La rage des amants a été traduite pas Zoubeida Kadi qui est la doyenne de l’université d’Alep. C’est une pièce sur la Palestine et sur l’organisation du sionisme international La rage des amants (Ghadhab Elachikine) a été montée pour le Théâtre Régionale de Constantine. J’y ai à cette occasionformé des comédiennes et des comédiens sur place. C’était pour la première fois que je montais une pièce en arabe classique. La presse l’a décrite comme un petit chef d’œuvre. Après cela, le Théâtre d’Alger m’a demandé de monter en darija Le lait du père. Cela a été un succès total. Dans mon travail d’écriture théâtrale le souffle poétique l’emporte pour laisser place à la révolte et à l’indignation. Ainsi La rage des amants, Le Lait du père, Une perle dans le cosmos et L’Orange sont quatre tragédies mondiales qui font partie d’une quadrilogie dystopique où il est question de l’état du monde, du terrorisme spectaculaire, des guerres d’occupation insensées en Palestine, en Afghanistan, en Syrie et ailleurs. Des pays en proie à la guerre et à la destruction où les populations fuient vers d’autres existences pour devenir des réfugiés. Au milieu du ces bouleversements de la société, l’amour est toujours présent. Je tente de transmettre par le théâtre la souffrance de ces populations.
Votre dernière pièce, c’est donc L’axe du monde, journal d’un génocide qui traite du conflit entre la Palestine et Israel ? Quel angle avez vous voulu donner à ce sujet hautement inflammable ?
Dans cette pièce, il s’agit du drame de l’occupation de la Palestine par les Israéliens, de cette colonisation sans fin, et de l’insurrection du 7 octobre 2023 qui a ouvert les portes de l’enfer. J’essaie d’apporter une langue à la fois simple et poétique. Il faut dire les choses comme elles sont afin que les gens captent l’information, s’imprégnent de ces images, aient des émotions et comprennent ce que vit ce peuple.
A quel moment est née cette pièce ?
Le 7 octobre, c’était pour moi l’insurrection. Le lendemain, c’est le grand massacre qui a commencé. Le jour même, j’ai donc écrit un article qui a circulé sur les réseaux sociaux. Le 17 octobre, le journal algérien L’Expression a publié l’article où je dénonçais les crimes de guerre. Comme je savais que ça n’allait pas s’arrêter, j’ai commencé à écrire cette tragédie au jour le jour.
Dans votre mise en scène vous avez volontairement voulu rappeler à l’aide d’images projetées sur un écran un passé qu’on a tendance à oublier.
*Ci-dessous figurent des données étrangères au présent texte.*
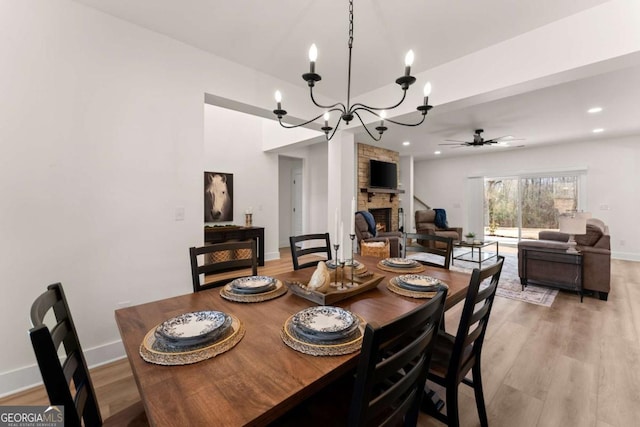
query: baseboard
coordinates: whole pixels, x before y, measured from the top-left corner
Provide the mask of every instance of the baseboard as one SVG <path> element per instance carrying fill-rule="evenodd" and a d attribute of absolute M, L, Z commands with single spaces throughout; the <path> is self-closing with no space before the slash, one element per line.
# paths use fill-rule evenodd
<path fill-rule="evenodd" d="M 125 357 L 122 341 L 113 341 L 98 347 L 84 349 L 89 368 L 95 368 Z M 33 364 L 0 373 L 0 398 L 42 385 L 38 365 Z"/>
<path fill-rule="evenodd" d="M 636 252 L 611 252 L 611 258 L 623 261 L 640 261 L 640 254 Z"/>
<path fill-rule="evenodd" d="M 280 259 L 280 251 L 277 252 L 265 252 L 264 253 L 264 260 L 265 261 L 273 261 L 276 259 Z"/>

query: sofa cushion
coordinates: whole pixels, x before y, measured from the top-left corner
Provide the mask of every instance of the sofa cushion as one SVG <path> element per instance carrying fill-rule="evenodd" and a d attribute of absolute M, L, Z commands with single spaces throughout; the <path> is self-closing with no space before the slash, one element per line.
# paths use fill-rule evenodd
<path fill-rule="evenodd" d="M 602 229 L 595 224 L 587 224 L 587 233 L 576 235 L 576 243 L 580 246 L 593 246 L 602 237 Z"/>

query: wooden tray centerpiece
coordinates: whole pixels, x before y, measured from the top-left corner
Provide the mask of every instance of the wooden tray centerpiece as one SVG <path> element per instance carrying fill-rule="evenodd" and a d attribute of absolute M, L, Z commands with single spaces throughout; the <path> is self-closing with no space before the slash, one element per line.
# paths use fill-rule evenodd
<path fill-rule="evenodd" d="M 344 271 L 344 279 L 341 280 Z M 337 274 L 337 281 L 336 281 Z M 330 273 L 331 290 L 323 293 L 316 290 L 308 289 L 307 285 L 300 282 L 286 282 L 289 290 L 294 294 L 315 302 L 319 305 L 332 305 L 343 299 L 350 298 L 362 292 L 374 289 L 384 279 L 382 274 L 366 273 L 353 276 L 353 284 L 351 280 L 350 268 L 338 268 Z M 342 285 L 341 285 L 342 283 Z"/>

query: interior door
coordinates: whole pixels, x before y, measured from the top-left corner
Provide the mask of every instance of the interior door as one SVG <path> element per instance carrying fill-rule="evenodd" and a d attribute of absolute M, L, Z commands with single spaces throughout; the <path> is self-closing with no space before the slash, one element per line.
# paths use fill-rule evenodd
<path fill-rule="evenodd" d="M 291 230 L 292 236 L 302 234 L 302 169 L 291 171 Z"/>

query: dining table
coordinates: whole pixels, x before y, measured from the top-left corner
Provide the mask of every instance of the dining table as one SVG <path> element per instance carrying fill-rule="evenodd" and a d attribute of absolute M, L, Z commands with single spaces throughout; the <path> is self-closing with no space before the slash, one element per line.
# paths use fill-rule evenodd
<path fill-rule="evenodd" d="M 369 272 L 384 276 L 366 292 L 335 302 L 364 322 L 385 324 L 428 299 L 398 295 L 388 289 L 399 273 L 379 268 L 379 258 L 355 256 Z M 445 309 L 465 298 L 470 275 L 424 266 L 421 273 L 448 286 Z M 283 283 L 307 283 L 314 268 L 273 277 Z M 220 288 L 174 296 L 115 311 L 116 323 L 152 426 L 244 426 L 277 421 L 306 398 L 352 372 L 359 350 L 314 356 L 283 342 L 283 325 L 293 314 L 317 304 L 291 291 L 268 301 L 243 303 L 221 296 Z M 242 339 L 228 351 L 197 363 L 164 366 L 141 357 L 150 331 L 183 313 L 215 310 L 240 320 Z"/>

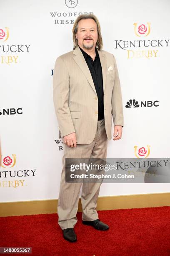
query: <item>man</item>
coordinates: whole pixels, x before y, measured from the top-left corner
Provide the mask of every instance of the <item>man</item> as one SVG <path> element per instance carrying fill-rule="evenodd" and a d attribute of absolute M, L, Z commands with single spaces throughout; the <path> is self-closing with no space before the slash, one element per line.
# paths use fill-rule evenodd
<path fill-rule="evenodd" d="M 66 158 L 106 158 L 108 139 L 121 138 L 123 115 L 120 82 L 114 56 L 102 51 L 96 17 L 82 15 L 72 29 L 73 51 L 58 57 L 53 75 L 53 99 L 64 143 L 58 213 L 64 238 L 77 240 L 79 194 L 82 184 L 65 182 Z M 82 222 L 99 230 L 109 226 L 96 210 L 100 183 L 83 183 Z"/>

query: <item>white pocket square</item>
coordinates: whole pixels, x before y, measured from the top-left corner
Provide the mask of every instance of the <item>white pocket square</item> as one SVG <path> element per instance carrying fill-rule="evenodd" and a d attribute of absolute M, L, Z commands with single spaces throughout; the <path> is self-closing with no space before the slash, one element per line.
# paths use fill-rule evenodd
<path fill-rule="evenodd" d="M 111 66 L 110 66 L 110 67 L 108 68 L 108 71 L 109 71 L 110 70 L 112 70 L 112 69 L 113 66 L 112 65 Z"/>

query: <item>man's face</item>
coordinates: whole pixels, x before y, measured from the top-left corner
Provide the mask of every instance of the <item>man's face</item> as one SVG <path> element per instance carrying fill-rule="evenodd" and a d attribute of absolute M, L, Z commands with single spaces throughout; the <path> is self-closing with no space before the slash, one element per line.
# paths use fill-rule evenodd
<path fill-rule="evenodd" d="M 81 20 L 78 23 L 78 32 L 75 36 L 81 48 L 87 49 L 95 48 L 98 33 L 97 24 L 94 20 Z"/>

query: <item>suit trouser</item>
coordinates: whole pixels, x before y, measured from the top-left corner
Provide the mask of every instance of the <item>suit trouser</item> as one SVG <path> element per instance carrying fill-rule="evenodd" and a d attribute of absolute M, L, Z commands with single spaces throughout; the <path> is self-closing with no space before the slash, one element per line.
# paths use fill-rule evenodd
<path fill-rule="evenodd" d="M 76 148 L 70 148 L 64 143 L 63 168 L 58 207 L 58 223 L 62 229 L 74 228 L 78 221 L 76 214 L 80 189 L 82 184 L 81 183 L 65 182 L 65 158 L 106 158 L 107 146 L 104 119 L 98 121 L 95 137 L 90 144 L 78 144 Z M 101 184 L 83 183 L 81 200 L 83 220 L 98 219 L 95 209 Z"/>

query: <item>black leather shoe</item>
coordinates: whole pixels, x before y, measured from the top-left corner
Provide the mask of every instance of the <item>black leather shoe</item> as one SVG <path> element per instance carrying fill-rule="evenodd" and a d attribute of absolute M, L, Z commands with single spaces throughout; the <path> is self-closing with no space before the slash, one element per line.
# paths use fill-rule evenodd
<path fill-rule="evenodd" d="M 88 220 L 82 220 L 82 224 L 85 225 L 88 225 L 94 227 L 98 230 L 108 230 L 109 227 L 107 224 L 105 224 L 99 219 L 92 220 L 92 221 Z"/>
<path fill-rule="evenodd" d="M 63 229 L 64 238 L 69 242 L 75 242 L 77 241 L 77 237 L 73 228 L 68 228 Z"/>

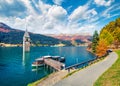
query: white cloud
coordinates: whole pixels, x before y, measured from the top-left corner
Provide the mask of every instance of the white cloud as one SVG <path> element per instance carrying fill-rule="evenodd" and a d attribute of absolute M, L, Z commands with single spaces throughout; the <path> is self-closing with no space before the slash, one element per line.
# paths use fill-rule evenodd
<path fill-rule="evenodd" d="M 110 6 L 114 0 L 94 0 L 94 2 L 99 6 Z"/>
<path fill-rule="evenodd" d="M 114 11 L 118 11 L 120 9 L 120 7 L 118 7 L 119 4 L 115 4 L 115 5 L 112 5 L 111 7 L 108 7 L 107 9 L 105 9 L 103 12 L 102 12 L 102 15 L 103 17 L 105 18 L 110 18 L 111 16 L 111 12 L 114 12 Z M 115 9 L 116 8 L 116 9 Z"/>
<path fill-rule="evenodd" d="M 53 5 L 49 10 L 48 10 L 48 17 L 51 20 L 64 20 L 66 15 L 67 15 L 67 11 L 62 8 L 61 6 L 57 6 L 57 5 Z"/>
<path fill-rule="evenodd" d="M 72 21 L 79 20 L 80 18 L 82 18 L 87 9 L 88 9 L 87 5 L 79 6 L 72 12 L 72 14 L 69 16 L 69 19 Z"/>
<path fill-rule="evenodd" d="M 95 17 L 97 15 L 97 11 L 93 9 L 89 9 L 89 5 L 86 4 L 84 6 L 79 6 L 76 8 L 71 15 L 69 16 L 69 20 L 73 21 L 90 21 L 91 18 Z"/>
<path fill-rule="evenodd" d="M 7 3 L 12 4 L 14 0 L 6 0 Z"/>
<path fill-rule="evenodd" d="M 53 0 L 56 5 L 61 5 L 63 0 Z"/>
<path fill-rule="evenodd" d="M 85 34 L 92 33 L 94 28 L 97 28 L 96 24 L 92 22 L 98 20 L 98 17 L 96 17 L 98 13 L 95 8 L 89 8 L 90 4 L 88 3 L 79 6 L 71 15 L 68 15 L 66 9 L 62 6 L 46 4 L 41 0 L 39 0 L 39 3 L 33 2 L 41 12 L 37 14 L 29 0 L 21 1 L 27 7 L 27 29 L 30 32 L 39 34 Z M 79 20 L 85 22 L 74 22 Z M 0 17 L 0 21 L 13 28 L 25 30 L 25 18 Z M 89 24 L 88 21 L 90 21 Z"/>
Pour quelles raisons ?
Les images n’apparaissent pas tout le long de la pièce. Elles servent de transition. C’est en même temps un rappel car nous sommes dans une époque de l’image. Le théâtre a un travail de création à faire autour de l’image mais qui soit différent de celui la télévision. C’est un spectacle ouvert et éclaté qui se jouera en extérieur. C’est du théâtre direct qui en salle devient un spectacle. Comme au temps du théâtre grec, la dramaturgie et le traitement théâtral de cette guerre d’extermination font appel à la présence d’un chœur et d’un coryphée pour permettre au langage poétique d’être accessible à tous les publics.
Où et à partir de quand le public pourra-t-il la découvrir ?
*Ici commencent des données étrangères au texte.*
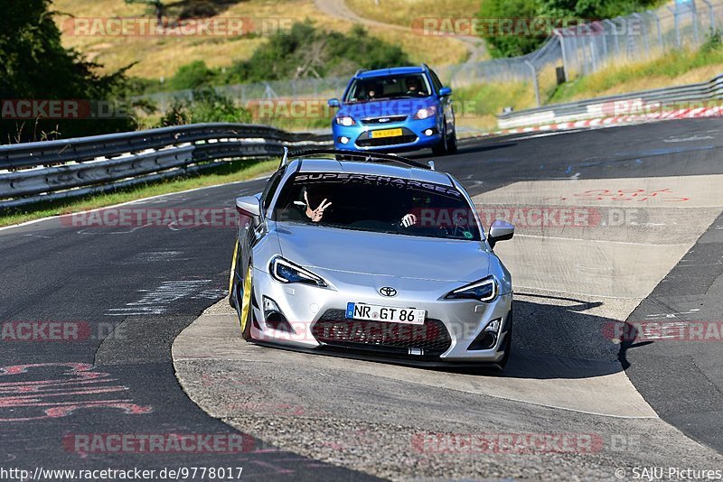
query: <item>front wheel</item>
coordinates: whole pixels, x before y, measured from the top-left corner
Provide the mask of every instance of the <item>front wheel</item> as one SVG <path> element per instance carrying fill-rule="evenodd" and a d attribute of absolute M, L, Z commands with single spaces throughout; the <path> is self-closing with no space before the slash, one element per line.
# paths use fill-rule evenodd
<path fill-rule="evenodd" d="M 500 360 L 500 363 L 497 365 L 500 366 L 500 369 L 504 370 L 507 362 L 510 361 L 510 355 L 512 351 L 512 312 L 510 311 L 510 328 L 507 329 L 507 335 L 505 336 L 504 340 L 504 356 L 502 359 Z"/>
<path fill-rule="evenodd" d="M 241 326 L 241 338 L 246 341 L 252 339 L 251 325 L 254 319 L 253 307 L 253 265 L 249 263 L 246 275 L 243 278 L 243 289 L 240 293 L 241 306 L 236 309 L 239 322 Z"/>
<path fill-rule="evenodd" d="M 446 141 L 446 153 L 454 154 L 457 152 L 457 131 L 455 129 Z"/>
<path fill-rule="evenodd" d="M 444 122 L 442 127 L 442 138 L 439 142 L 432 147 L 432 153 L 435 155 L 445 155 L 447 152 L 447 136 L 446 136 L 446 121 Z"/>

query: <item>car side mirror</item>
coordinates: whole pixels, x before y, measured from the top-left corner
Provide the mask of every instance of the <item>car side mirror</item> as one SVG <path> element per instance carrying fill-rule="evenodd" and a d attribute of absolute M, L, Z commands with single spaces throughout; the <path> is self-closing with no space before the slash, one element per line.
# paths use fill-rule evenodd
<path fill-rule="evenodd" d="M 487 236 L 487 241 L 490 243 L 490 247 L 494 247 L 499 241 L 506 241 L 512 239 L 514 236 L 514 225 L 507 221 L 501 221 L 496 219 L 490 227 L 490 234 Z"/>
<path fill-rule="evenodd" d="M 261 206 L 256 196 L 243 196 L 236 199 L 236 210 L 241 216 L 246 216 L 258 223 L 261 218 Z"/>

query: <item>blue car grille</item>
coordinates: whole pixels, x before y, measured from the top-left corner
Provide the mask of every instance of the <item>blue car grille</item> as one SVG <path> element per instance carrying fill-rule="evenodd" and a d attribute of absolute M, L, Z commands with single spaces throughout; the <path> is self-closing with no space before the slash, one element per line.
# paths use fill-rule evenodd
<path fill-rule="evenodd" d="M 362 133 L 356 140 L 356 144 L 360 147 L 376 147 L 380 145 L 395 145 L 399 144 L 409 144 L 417 140 L 417 134 L 407 127 L 401 128 L 401 135 L 394 137 L 380 137 L 372 139 L 368 132 Z"/>
<path fill-rule="evenodd" d="M 393 122 L 403 122 L 407 120 L 407 116 L 390 116 L 387 117 L 367 117 L 366 119 L 362 119 L 362 124 L 365 124 L 367 125 L 383 125 L 385 124 L 390 124 Z"/>
<path fill-rule="evenodd" d="M 438 357 L 452 346 L 445 324 L 431 318 L 423 325 L 349 320 L 343 310 L 327 310 L 312 327 L 317 341 L 335 348 L 408 355 L 421 348 L 425 356 Z"/>

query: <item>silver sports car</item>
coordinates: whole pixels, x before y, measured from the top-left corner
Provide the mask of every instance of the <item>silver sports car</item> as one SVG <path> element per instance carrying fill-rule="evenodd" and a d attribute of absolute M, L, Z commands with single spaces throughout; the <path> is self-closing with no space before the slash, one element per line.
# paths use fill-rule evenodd
<path fill-rule="evenodd" d="M 285 154 L 240 217 L 230 301 L 242 336 L 397 363 L 504 366 L 510 273 L 462 185 L 391 154 Z"/>

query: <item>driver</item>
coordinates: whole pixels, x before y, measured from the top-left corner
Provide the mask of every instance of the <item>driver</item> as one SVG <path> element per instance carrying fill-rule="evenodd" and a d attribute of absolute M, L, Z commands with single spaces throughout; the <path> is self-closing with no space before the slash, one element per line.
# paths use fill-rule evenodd
<path fill-rule="evenodd" d="M 324 218 L 324 211 L 332 205 L 332 201 L 326 202 L 328 198 L 324 198 L 321 202 L 318 204 L 309 202 L 309 191 L 308 190 L 304 190 L 304 201 L 306 203 L 306 209 L 304 211 L 304 214 L 306 215 L 306 218 L 312 220 L 314 223 L 318 223 Z"/>
<path fill-rule="evenodd" d="M 419 81 L 418 77 L 409 77 L 407 79 L 407 93 L 408 96 L 422 97 L 425 95 L 422 89 L 422 83 Z"/>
On a peut être la possibilité de présenter la pièce à Grigny, après les élections. Probablement vers le 11 juillet. Nous serons ensuite à Avignon, entre le 12 et le 19 juillet prochains. Nous jouerons certainement sur la place de l’église Sainte Agricole ou devant le musée d’Avignon.
Des projets avec l’Algérie ?
Mon rêve, c’est d’y retravailler. J’ai monté plusieurs projets de formation et de création de spectacles, aux théâtres de Constantine, d’Oum El Bouaghi, de Bejaïa, de Tizi-Ouzou, d’Alger, d’Oran et de Saida. Nous pouvons faire de belles choses et former des artistes. L’Algérie a une belle jeunesse, créative et éveillée qui aspire à s’exprimer par le théâtre, et à travers tous les arts.